Item 5.02. Departure of Directors or Certain Officers; Election of Directors; Appointment of Certain Officers; Compensatory Arrangements of Certain Officers.
 
(e) On September 24, 2007, Universal Technical Institute, Inc., a Delaware corporation (the “Company”), and David K. Miller entered into a Separation Agreement, Waiver and Release (the “Agreement”) in connection with Mr. Miller’s previously announced departure from the Company effective September 16, 2007.
 
Under the Agreement, Mr. Miller will receive approximately $405,000 payable in bi-weekly installments over a period of 18 months from the date of the Agreement. In addition, Mr. Miller will be entitled to a bonus for the fiscal year ending September 30, 2007, if such a bonus is approved by the Company’s Board of Directors and if Mr. Miller does not revoke the Agreement. If payable, the bonus will be paid in December 2007 and will be based on the performance metrics previously established by the Board of Directors. The Agreement includes non-compete and non-solicitation restrictions, which are effective during the 18-month severance period, and other customary provisions including a release of claims. The Agreement also includes a provision restricting Mr. Miller’s disclosure of the Company’s confidential information. In addition, the Agreement provides for the continued participation of Mr. Miller under the Company’s health benefit plans until September 30, 2007 at which time Mr. Miller may elect to continue his current coverage for up to 18 months in accordance with the health benefit plans and applicable law. If Mr.
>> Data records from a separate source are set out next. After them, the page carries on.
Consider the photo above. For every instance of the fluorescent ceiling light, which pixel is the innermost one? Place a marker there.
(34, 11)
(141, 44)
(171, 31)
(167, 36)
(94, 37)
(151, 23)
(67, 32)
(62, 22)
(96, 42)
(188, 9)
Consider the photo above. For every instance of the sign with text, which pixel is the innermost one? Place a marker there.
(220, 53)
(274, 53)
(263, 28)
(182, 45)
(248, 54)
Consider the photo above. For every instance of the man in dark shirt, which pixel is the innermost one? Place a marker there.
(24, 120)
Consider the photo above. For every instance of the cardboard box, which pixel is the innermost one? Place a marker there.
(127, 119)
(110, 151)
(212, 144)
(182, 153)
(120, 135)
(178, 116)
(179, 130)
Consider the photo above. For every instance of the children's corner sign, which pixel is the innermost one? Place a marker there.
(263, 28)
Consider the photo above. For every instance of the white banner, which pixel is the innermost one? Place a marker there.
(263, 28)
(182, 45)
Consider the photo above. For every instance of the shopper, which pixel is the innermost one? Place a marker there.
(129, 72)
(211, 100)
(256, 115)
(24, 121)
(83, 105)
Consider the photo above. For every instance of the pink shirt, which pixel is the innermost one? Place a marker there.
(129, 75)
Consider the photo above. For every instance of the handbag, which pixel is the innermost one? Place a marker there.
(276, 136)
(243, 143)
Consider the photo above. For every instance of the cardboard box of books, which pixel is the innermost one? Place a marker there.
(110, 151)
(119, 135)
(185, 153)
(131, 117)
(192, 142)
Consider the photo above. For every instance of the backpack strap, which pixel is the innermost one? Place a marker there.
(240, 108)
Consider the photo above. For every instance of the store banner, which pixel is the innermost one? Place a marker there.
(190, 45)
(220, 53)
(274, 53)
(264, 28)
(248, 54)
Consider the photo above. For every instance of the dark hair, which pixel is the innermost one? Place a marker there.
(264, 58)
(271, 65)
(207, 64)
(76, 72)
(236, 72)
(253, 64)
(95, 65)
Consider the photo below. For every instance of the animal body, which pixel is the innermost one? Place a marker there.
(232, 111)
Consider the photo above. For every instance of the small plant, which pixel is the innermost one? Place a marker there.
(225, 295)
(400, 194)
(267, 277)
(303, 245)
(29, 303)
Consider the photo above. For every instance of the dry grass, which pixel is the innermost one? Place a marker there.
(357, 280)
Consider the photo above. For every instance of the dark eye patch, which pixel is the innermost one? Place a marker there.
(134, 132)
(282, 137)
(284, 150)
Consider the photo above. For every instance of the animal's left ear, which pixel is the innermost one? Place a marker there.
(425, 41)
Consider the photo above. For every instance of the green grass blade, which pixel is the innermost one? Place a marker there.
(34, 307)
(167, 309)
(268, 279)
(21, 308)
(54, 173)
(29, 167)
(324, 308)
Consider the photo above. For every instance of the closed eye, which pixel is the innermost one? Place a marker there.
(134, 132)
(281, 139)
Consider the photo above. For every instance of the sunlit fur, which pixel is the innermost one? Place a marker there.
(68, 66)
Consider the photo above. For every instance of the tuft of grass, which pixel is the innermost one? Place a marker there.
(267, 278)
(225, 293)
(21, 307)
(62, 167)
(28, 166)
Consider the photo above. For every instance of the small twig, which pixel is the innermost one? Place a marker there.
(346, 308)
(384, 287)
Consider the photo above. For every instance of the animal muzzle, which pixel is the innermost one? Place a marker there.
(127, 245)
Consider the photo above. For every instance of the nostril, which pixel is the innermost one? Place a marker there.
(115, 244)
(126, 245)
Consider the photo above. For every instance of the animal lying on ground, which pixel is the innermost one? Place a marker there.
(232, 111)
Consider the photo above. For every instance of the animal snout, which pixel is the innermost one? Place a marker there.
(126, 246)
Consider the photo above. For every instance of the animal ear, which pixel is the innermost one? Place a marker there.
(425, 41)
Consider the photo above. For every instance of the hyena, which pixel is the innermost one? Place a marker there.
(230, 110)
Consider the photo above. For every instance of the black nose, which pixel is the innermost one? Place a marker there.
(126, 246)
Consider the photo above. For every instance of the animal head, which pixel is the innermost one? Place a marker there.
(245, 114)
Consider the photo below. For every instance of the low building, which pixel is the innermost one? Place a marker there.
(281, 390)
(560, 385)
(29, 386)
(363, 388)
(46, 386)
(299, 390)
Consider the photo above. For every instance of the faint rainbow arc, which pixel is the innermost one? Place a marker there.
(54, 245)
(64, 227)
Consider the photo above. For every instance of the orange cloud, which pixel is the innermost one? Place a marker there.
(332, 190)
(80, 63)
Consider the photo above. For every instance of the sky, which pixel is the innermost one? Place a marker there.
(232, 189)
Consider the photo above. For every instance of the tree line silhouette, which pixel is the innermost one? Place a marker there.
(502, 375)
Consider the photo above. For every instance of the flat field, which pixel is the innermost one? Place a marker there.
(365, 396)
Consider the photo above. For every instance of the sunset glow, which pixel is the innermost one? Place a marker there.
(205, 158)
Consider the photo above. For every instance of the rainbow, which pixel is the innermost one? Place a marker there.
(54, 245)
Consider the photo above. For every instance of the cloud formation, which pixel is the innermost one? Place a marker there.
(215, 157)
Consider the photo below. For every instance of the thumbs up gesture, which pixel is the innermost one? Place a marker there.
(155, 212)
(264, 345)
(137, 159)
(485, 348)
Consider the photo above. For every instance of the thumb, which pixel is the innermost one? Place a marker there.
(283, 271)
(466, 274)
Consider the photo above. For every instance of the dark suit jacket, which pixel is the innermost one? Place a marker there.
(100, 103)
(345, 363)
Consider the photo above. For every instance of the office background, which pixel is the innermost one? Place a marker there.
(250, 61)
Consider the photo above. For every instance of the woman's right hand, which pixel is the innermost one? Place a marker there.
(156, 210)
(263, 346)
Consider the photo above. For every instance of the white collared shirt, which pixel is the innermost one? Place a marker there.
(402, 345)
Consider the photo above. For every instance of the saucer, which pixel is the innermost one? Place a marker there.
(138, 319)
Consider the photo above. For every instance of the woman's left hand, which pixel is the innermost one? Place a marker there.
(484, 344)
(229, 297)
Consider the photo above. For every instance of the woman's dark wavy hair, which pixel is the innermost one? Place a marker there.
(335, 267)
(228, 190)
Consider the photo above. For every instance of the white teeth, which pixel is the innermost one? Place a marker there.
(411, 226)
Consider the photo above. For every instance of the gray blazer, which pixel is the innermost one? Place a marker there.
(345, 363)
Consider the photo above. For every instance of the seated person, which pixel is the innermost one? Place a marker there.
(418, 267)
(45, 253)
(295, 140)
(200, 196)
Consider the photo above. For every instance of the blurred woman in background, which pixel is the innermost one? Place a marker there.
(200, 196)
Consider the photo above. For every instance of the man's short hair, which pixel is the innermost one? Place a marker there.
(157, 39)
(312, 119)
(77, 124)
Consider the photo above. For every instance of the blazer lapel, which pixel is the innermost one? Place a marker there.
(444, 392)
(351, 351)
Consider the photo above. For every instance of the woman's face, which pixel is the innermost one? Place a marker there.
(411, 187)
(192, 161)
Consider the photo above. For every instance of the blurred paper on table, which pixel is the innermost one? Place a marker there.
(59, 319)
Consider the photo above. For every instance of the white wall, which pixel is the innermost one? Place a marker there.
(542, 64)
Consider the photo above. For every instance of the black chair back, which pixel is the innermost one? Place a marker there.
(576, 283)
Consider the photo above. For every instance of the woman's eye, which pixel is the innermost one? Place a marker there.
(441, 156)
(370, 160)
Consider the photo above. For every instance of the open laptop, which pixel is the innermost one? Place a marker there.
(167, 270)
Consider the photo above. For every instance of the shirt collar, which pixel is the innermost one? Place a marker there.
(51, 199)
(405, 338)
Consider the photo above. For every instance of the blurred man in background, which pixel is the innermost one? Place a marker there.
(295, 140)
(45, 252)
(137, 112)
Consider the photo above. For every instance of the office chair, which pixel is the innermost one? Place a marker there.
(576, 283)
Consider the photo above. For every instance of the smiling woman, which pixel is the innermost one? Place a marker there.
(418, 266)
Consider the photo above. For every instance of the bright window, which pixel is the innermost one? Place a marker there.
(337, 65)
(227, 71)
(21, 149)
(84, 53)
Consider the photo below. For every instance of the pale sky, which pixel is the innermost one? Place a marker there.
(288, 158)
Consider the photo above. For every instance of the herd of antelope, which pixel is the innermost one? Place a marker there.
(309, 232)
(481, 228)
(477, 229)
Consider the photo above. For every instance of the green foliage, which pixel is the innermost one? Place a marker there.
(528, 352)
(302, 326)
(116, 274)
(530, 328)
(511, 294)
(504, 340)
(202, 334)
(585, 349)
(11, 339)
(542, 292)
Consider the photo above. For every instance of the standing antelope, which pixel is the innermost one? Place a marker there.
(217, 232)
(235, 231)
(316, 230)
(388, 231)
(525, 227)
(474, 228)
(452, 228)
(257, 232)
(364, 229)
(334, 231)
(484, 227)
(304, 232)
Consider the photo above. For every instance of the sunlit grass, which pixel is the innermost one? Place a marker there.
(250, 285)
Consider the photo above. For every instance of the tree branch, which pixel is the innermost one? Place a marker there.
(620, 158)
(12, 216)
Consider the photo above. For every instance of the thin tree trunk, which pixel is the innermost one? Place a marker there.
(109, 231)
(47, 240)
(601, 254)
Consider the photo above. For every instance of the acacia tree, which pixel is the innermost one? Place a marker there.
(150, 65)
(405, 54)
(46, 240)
Miller does not revoke the Agreement, the Company will continue to pay towards his coverage a monthly amount equal to the Company paid portion of the insurance premium for the coverage held by Mr. Miller during active employment and any administrative fee for a period of 18 months. Additionally, Mr. Miller shall be entitled, for a period of 18 months following his separation from the Company, to the benefits of the Execucare program in which Mr. Miller participated at the time of his separation. Mr. Miller’s outstanding equity awards will be treated in accordance with their terms.
 
A copy of the Agreement is attached as Exhibit 10.1 and is incorporated herein by reference. The foregoing summary is qualified in its entirety by reference to the Agreement attached as an exhibit hereto.
 
Item 9.01. Financial Statements and Exhibits
 
(d) Exhibits
 
Exhibit Number
Description of Exhibit
   
10.1
Separation Agreement, Waiver and Release, effective as of September 24, 2007, by and between David K. Miller and Universal Technical Institute, Inc.
 
 
 

 
 
SIGNATURES
 
Pursuant to the requirements of the Securities Exchange Act of 1934, the registrant has duly caused this report to be signed on its behalf by the undersigned hereunto duly authorized.
 
   
UNIVERSAL TECHNICAL INSTITUTE, INC.
 
 
 
 
 
 
Dated:     September 26, 2007 By: /s/ Chad A. Freed
 
Name: Chad A. Freed
 
Title: Senior Vice President and General Counsel
 
 
 

 
 
Exhibit Index
 
Exhibit Number
Description of Exhibit
   
10.1
Separation Agreement, Waiver and Release, effective as of September 24, 2007, by and between David K. Miller and Universal Technical Institute, Inc.